The majority of these marine species are listed on CITES Appendix II, meaning that they can continue to be traded as long as the trade is sustainable and legal. Further, for CITES purposes, “introduction from the sea”, namely the transport of specimens from the high seas into a country Party, also counts as trade, making it one of the few existing instruments regulating activities on the high seas. CITES, therefore, contributes also to SDG 17 on strengthening the means of implementation and revitalizing the global partnership for sustainable development, to ensure that international trade in wildlife is sustainable, focusing on species that have declined to a level that require strong management measures to maintain or rebuild stocks.

This serves as an example of the positive role international trade can have to support the implementation of science-based management plans and rebuild fish stocks to sustainable levels, complementing the work of other organizations to improve fisheries management at a global scale.

Well-managed and sustainable international trade greatly contributes to livelihoods and the conservation of marine species. The sustainable harvesting and trade in corals in Indonesia, which boasts the highest coral diversity in the world, has not only improved the livelihoods of coastal communities but also prevented over-exploitation due to CITES trade controls.

We are all striving to achieve the same objective of sustainability: for people and planet – where wildlife, be it terrestrial or marine, can thrive in the wild while also benefiting people. We, here at CITES, will continue to work tirelessly to ensure international trade in CITES-listed marine species is sustainable and support our Parties in implementing science-based management.


On 20 December 2013, at its 68th session, the United Nations General Assembly (UNGA) proclaimed 3 March, the day of signature of the Convention on International Trade in Endangered Species of Wild Fauna and Flora (CITES), as UN World Wildlife Day to celebrate and raise awareness of the world’s wild animals and plants. The UNGA resolution also designated the CITES Secretariat as the facilitator for the global observance of this special day for wildlife on the UN calendar. World Wildlife Day has now become the most important global annual event dedicated to wildlife.

World Wildlife Day will be celebrated in 2019 under the theme “Life below water: for people and planet", which aligns with goal 14 of UN Sustainable Development Goals.

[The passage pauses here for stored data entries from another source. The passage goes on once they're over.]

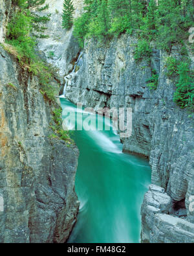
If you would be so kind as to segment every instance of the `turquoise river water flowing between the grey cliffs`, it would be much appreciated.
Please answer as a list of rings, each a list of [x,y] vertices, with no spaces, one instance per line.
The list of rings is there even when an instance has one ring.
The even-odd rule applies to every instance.
[[[63,110],[76,111],[74,104],[60,100]],[[140,242],[140,208],[151,183],[148,161],[124,154],[113,129],[74,131],[73,138],[80,150],[76,174],[80,211],[68,242]]]

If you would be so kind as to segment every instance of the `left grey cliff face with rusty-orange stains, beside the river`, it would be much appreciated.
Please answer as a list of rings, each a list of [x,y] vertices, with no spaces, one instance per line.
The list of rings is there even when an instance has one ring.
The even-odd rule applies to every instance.
[[[74,225],[78,149],[48,138],[55,108],[1,47],[0,242],[65,242]]]

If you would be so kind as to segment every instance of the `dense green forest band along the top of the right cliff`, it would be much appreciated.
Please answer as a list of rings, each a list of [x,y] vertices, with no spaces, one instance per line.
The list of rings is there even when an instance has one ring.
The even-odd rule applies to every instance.
[[[135,31],[141,39],[155,40],[158,47],[170,52],[174,43],[188,39],[193,22],[190,0],[158,0],[158,5],[155,0],[85,0],[85,12],[75,22],[74,36],[83,47],[87,37],[102,40]]]

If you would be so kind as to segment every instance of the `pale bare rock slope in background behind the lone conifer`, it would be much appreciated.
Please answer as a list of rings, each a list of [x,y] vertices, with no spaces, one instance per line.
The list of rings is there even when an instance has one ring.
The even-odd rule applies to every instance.
[[[73,0],[75,12],[78,17],[83,11],[83,0]],[[46,11],[50,14],[50,21],[47,23],[45,33],[49,38],[41,39],[38,49],[45,54],[47,62],[58,68],[59,78],[63,84],[63,76],[73,69],[74,60],[80,51],[78,42],[72,35],[72,29],[62,28],[63,0],[47,0],[49,8]]]

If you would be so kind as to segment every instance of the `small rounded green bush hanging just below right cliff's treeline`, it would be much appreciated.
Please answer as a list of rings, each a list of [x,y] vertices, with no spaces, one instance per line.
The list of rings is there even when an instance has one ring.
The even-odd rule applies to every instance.
[[[135,49],[135,60],[142,60],[142,58],[149,58],[151,56],[151,47],[146,40],[138,41]]]

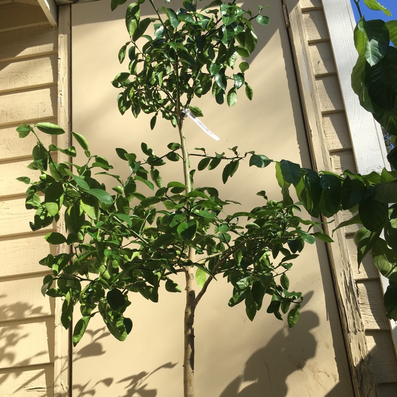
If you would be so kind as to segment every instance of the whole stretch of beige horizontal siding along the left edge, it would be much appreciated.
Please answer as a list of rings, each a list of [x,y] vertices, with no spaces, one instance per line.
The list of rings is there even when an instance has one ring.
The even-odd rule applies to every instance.
[[[56,228],[34,233],[25,209],[34,176],[33,136],[19,139],[20,123],[57,123],[58,29],[36,1],[0,1],[0,396],[54,396],[57,361],[56,304],[40,294],[46,268],[38,261],[57,247],[43,239]],[[51,136],[43,137],[51,143]],[[56,143],[56,142],[54,142]]]

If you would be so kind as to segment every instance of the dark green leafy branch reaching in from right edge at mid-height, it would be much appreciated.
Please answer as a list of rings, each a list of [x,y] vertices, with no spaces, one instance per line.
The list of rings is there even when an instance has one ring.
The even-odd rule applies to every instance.
[[[341,210],[354,214],[336,229],[352,224],[363,226],[354,236],[358,264],[371,254],[378,270],[390,280],[385,306],[388,317],[397,320],[397,172],[383,169],[381,174],[369,175],[350,171],[342,175],[316,173],[281,160],[276,164],[276,177],[284,205],[292,202],[288,192],[292,184],[301,204],[314,217],[330,217]]]

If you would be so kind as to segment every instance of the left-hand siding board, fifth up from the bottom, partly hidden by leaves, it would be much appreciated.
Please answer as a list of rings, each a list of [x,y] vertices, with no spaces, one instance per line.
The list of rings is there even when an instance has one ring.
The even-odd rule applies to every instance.
[[[34,218],[34,209],[25,209],[25,198],[4,199],[0,201],[0,237],[32,233],[29,222]],[[42,230],[54,228],[54,225],[47,226]]]

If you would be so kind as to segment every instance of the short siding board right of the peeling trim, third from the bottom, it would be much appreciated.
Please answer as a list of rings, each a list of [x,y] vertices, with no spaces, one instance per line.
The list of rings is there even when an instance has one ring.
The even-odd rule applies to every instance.
[[[365,330],[390,331],[379,279],[358,281],[357,291]]]

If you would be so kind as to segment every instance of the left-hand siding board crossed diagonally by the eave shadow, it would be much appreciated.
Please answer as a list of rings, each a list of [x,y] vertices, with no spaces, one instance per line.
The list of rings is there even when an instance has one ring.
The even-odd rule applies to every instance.
[[[56,54],[57,29],[37,26],[0,33],[0,61]]]

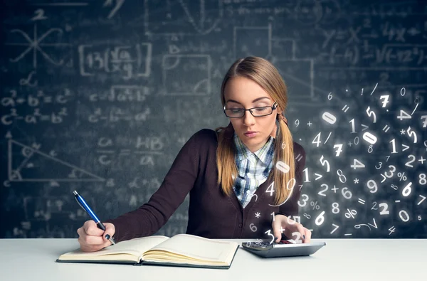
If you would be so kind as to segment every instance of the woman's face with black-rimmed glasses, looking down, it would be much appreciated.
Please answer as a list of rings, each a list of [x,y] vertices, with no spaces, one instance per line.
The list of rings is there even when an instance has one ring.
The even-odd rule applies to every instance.
[[[244,77],[228,80],[224,89],[224,96],[226,109],[244,108],[247,110],[252,107],[271,106],[275,102],[260,85]],[[251,152],[256,152],[268,141],[270,134],[276,127],[276,117],[278,113],[281,113],[278,110],[279,108],[276,108],[271,115],[263,117],[253,117],[251,112],[246,111],[243,117],[229,118],[234,131]],[[245,133],[248,131],[256,132],[255,136],[246,135]]]

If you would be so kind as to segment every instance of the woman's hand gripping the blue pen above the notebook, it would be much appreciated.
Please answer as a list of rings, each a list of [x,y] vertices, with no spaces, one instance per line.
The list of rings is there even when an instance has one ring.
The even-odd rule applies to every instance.
[[[95,221],[85,221],[81,228],[78,228],[78,243],[83,252],[95,252],[111,245],[110,240],[105,235],[114,235],[115,227],[112,223],[104,223],[105,231],[97,228]]]

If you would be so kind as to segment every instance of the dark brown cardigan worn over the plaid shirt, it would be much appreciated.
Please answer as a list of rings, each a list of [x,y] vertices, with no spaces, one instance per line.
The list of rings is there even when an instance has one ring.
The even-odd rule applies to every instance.
[[[234,193],[231,196],[224,195],[221,186],[216,183],[217,146],[214,130],[201,129],[193,134],[179,151],[162,185],[147,203],[135,211],[105,221],[114,224],[117,242],[156,233],[167,223],[188,193],[189,221],[186,233],[206,238],[270,239],[271,236],[265,234],[265,231],[270,229],[273,234],[271,213],[297,216],[297,201],[305,166],[305,151],[300,144],[294,142],[295,157],[300,154],[302,158],[300,161],[295,160],[296,184],[288,201],[279,207],[268,206],[275,205],[275,193],[270,195],[270,192],[265,192],[271,183],[267,180],[258,187],[256,196],[253,196],[246,208],[242,208]],[[257,213],[259,218],[255,215]]]

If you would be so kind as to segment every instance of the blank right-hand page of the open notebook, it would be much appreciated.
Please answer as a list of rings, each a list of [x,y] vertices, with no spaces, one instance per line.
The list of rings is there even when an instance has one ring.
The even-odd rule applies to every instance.
[[[198,260],[223,262],[233,255],[238,243],[212,240],[189,234],[178,234],[160,243],[152,250],[167,250]]]

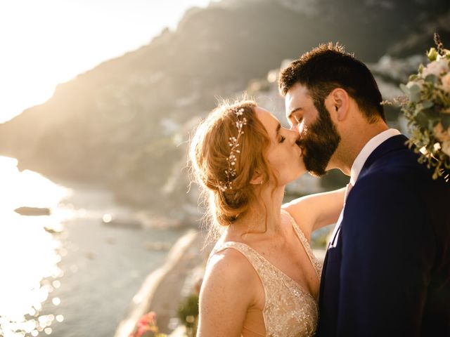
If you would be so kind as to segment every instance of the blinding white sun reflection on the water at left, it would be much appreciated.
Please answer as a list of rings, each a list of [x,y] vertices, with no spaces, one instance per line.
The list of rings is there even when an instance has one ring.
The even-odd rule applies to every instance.
[[[60,242],[51,232],[60,232],[68,214],[58,211],[58,204],[70,194],[38,173],[18,171],[16,165],[16,159],[0,157],[0,335],[5,337],[24,336],[24,331],[37,336],[49,329],[51,317],[39,316],[39,311],[62,276]],[[52,213],[20,216],[13,211],[20,206],[45,207]]]

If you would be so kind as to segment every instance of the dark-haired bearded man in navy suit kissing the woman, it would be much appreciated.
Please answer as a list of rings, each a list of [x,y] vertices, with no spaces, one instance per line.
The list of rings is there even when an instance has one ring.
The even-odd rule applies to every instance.
[[[308,171],[350,176],[316,336],[450,336],[450,184],[388,128],[373,75],[342,46],[305,53],[278,84]]]

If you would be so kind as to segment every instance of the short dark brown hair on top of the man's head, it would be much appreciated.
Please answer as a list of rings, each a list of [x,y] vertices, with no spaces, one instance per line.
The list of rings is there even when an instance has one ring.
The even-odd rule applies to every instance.
[[[373,74],[340,44],[321,44],[281,70],[278,78],[281,95],[285,96],[297,83],[306,86],[316,107],[323,106],[335,88],[343,88],[370,123],[380,117],[385,121],[380,104],[383,98]]]

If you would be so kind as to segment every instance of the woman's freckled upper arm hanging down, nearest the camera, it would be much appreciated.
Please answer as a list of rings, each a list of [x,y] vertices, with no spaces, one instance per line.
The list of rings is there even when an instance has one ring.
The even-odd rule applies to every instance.
[[[240,337],[253,292],[248,260],[234,249],[216,253],[200,290],[197,337]],[[255,272],[254,272],[255,273]]]

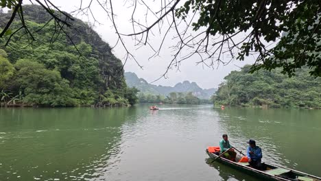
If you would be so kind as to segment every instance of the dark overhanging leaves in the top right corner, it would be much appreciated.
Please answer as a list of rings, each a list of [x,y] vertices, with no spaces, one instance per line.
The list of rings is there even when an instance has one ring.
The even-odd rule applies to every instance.
[[[185,19],[189,12],[198,14],[192,23],[194,31],[202,32],[205,28],[206,34],[226,36],[227,40],[246,32],[248,40],[240,42],[237,58],[244,60],[253,51],[259,53],[260,63],[254,64],[252,72],[282,67],[281,72],[291,76],[306,65],[310,74],[318,77],[321,76],[320,6],[318,0],[187,0],[176,16]],[[265,42],[276,40],[280,41],[272,49],[265,46]]]

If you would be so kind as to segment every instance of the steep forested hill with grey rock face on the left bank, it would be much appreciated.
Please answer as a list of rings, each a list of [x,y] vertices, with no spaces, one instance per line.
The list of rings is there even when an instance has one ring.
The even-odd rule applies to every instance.
[[[9,18],[10,12],[0,14],[0,27]],[[1,105],[134,104],[137,91],[126,86],[121,60],[86,23],[75,19],[72,28],[58,27],[37,5],[24,6],[24,19],[33,37],[19,31],[4,46],[21,27],[14,21],[0,39]]]

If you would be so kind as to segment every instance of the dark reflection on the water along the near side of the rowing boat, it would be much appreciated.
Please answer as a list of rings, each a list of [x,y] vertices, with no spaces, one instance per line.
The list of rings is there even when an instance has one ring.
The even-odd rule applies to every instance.
[[[205,162],[210,167],[213,167],[217,171],[219,171],[219,176],[221,177],[220,180],[246,180],[246,181],[259,180],[257,178],[254,178],[253,176],[247,175],[246,173],[242,173],[241,171],[228,167],[227,165],[224,165],[220,162],[217,162],[217,161],[213,162],[212,158],[206,158]]]

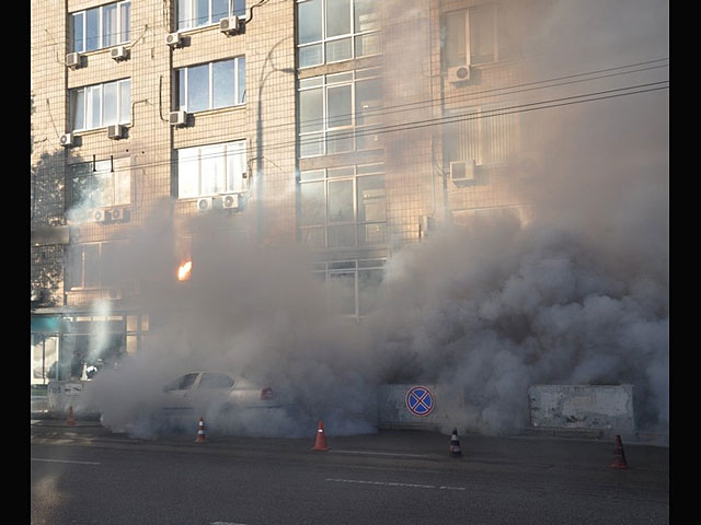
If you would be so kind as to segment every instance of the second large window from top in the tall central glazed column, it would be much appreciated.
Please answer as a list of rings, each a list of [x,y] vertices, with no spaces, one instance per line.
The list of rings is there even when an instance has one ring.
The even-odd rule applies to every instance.
[[[300,156],[381,148],[379,75],[375,68],[300,80]]]

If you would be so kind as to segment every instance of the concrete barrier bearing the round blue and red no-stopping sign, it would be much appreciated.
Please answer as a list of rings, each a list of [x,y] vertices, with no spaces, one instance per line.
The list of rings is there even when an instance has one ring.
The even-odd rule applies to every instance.
[[[464,392],[446,385],[405,384],[378,387],[381,429],[421,429],[450,433],[464,413]]]

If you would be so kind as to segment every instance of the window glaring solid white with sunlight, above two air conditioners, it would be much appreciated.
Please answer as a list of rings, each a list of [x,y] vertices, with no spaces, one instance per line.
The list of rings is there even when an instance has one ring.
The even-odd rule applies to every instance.
[[[177,150],[177,197],[241,192],[246,189],[245,140]]]

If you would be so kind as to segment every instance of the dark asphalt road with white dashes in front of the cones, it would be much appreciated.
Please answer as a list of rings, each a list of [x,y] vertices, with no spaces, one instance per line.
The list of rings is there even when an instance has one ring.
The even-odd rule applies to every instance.
[[[31,438],[32,524],[666,524],[669,448],[550,438],[383,431],[309,440],[39,423]]]

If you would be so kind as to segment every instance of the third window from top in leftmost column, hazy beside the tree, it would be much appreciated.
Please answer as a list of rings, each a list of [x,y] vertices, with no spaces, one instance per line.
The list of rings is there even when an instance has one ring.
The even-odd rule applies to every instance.
[[[70,166],[68,201],[71,208],[106,208],[131,202],[129,158],[81,162]]]

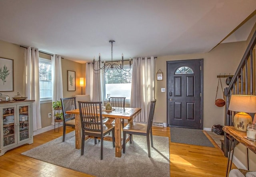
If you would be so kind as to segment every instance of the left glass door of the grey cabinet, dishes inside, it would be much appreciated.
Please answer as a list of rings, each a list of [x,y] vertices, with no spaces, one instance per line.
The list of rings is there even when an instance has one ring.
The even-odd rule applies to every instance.
[[[3,115],[3,142],[2,145],[8,146],[15,143],[15,129],[14,129],[14,122],[15,122],[15,111],[16,106],[5,107],[2,109]]]

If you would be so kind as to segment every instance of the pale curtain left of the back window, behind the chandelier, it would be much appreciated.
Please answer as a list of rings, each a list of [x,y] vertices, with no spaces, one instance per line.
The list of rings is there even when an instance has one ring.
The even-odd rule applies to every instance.
[[[98,68],[98,62],[94,64]],[[104,104],[104,70],[94,71],[93,64],[86,63],[86,94],[90,94],[91,101],[102,101]],[[88,87],[89,86],[89,87]]]

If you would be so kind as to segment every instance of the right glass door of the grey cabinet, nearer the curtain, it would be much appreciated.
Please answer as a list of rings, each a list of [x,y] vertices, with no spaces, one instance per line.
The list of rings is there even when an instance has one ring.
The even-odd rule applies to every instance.
[[[20,132],[20,137],[19,141],[22,141],[24,139],[29,138],[29,106],[28,105],[18,105],[18,112],[19,112],[19,132]]]

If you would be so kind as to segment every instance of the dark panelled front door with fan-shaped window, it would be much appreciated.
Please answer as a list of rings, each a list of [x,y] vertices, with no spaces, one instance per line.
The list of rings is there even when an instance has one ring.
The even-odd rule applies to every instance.
[[[203,59],[167,62],[169,126],[203,128]]]

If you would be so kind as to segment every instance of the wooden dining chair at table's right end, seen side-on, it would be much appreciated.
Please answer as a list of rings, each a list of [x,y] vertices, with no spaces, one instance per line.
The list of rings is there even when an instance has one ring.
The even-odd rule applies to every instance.
[[[149,136],[151,139],[151,147],[153,147],[152,123],[153,123],[155,105],[156,105],[156,99],[154,101],[151,101],[150,103],[150,110],[149,110],[147,125],[143,123],[132,122],[132,123],[128,123],[128,125],[126,125],[123,128],[123,153],[125,153],[125,147],[126,147],[126,133],[130,134],[130,143],[132,143],[132,135],[143,135],[147,137],[148,157],[151,157]]]

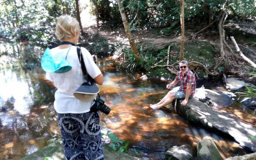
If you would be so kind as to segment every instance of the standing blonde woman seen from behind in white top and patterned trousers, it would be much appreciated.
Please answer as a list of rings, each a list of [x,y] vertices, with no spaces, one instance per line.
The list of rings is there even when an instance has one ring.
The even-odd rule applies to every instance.
[[[61,43],[50,50],[53,60],[66,59],[72,66],[72,69],[65,73],[46,73],[46,78],[57,88],[54,109],[59,118],[65,157],[67,160],[103,160],[99,113],[90,111],[94,101],[83,102],[73,95],[86,81],[76,50],[80,34],[78,21],[69,15],[60,16],[55,34]],[[103,75],[91,54],[83,47],[81,51],[87,73],[95,83],[102,85]]]

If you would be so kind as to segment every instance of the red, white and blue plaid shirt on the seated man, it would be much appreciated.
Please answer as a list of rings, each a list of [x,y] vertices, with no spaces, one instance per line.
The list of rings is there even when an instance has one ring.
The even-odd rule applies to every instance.
[[[191,91],[190,91],[190,96],[193,96],[195,94],[196,90],[196,77],[192,71],[188,69],[188,71],[182,75],[182,72],[179,71],[176,78],[176,81],[180,82],[180,89],[179,91],[183,92],[186,94],[187,91],[187,85],[192,85],[191,86]]]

The ocean contains nearly 200,000 identified species, but actual numbers may be in the millions. Globally, the market value of marine and coastal resources and industries is estimated at US$3 trillion per year, about 5% of global GDP. Over three billion people depend on marine and coastal biodiversity for their livelihoods. Marine wildlife has sustained human civilization and development for millennia, from providing food and nourishment, to material for handicraft and construction. It has also enriched our lives culturally, spiritually, and recreationally in different ways.

The capacity of life below water to provide these services is severely impacted, as our planet’s oceans and the species that live within it are under assault from an onslaught of threats. As much as 40% of the ocean is now heavily affected by the most significant and direct threat of over exploitation of marine species as well as other threats such as pollution, loss of coastal habitats and climate change. These threats have a strong impact on the lives and livelihoods of those who depend on marine ecosystem services, particularly women and men in coastal communities.

This is the first World Wildlife Day to focus on life below water. It is a great opportunity to raise awareness about the breathtaking diversity of marine life, the crucial importance of marine species to human development, and how we can make sure it will continue to provide these services for future generations.